Er fühlte sich in der Falle, hilflos, hatte Angst.

Der Schmerz war unendlich, genau wie seine Verzweiflung.

Es beschämte ihn, wie tief er beides empfand, wie schwer es für ihn war, vor Qual nicht laut aufzuschreien über etwas, das er nur in seiner Vorstellung durchlebte.

Aber er hielt durch, das war das Einzige, was er tun konnte, wenn die Vision ihn überkam, und er betete, dass sie bald vorüberging.

Er hörte seinen Namen auf Tess’ Lippen, sie fragte ihn, was er brauchte. Aber er konnte nicht antworten. Seine Kehle war ausgedörrt, sein Mund voller Asche. Als sie näher kam, spürte er, wie ehrlich ihre Besorgnis um ihn war und wie genau sie erkannte, in welch schlimmem Zustand er war. Er wollte ihr sagen, dass sie gehen, ihn alleine leiden lassen sollte -  auf die einzige Art, die er kannte.

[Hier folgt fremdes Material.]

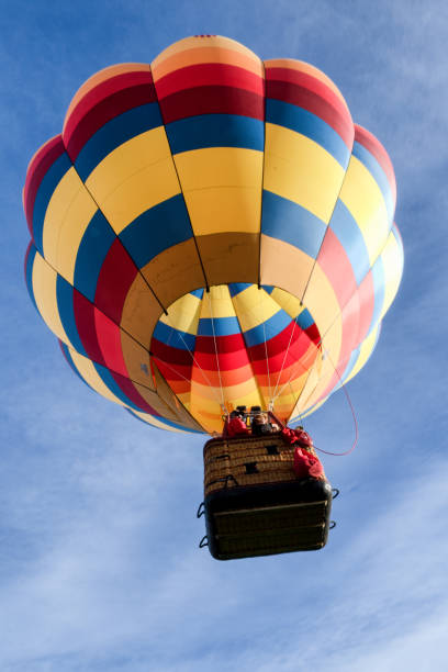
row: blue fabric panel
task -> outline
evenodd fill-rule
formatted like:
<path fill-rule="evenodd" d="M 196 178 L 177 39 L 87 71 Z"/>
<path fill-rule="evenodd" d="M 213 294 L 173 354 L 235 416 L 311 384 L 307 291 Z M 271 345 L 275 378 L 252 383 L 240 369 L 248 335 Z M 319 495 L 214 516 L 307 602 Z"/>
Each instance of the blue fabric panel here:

Aber dann waren plötzlich kühle, sanfte Finger auf seiner Schulter. Er spürte, wie sich über ihm die weiße Ruhe des Schlafes auszubreiten begann wie eine schützende Decke, als sie über seinen knotigen, verkrampften Rücken und das feuchte Haar seines Nackens strich.

„Es wird wieder gut, Dante“, sagte sie weich zu ihm. „Lass mich dir helfen. Du bist in Sicherheit.“

Und zum ersten Mal, seit er sich erinnern konnte, glaubte er das auch.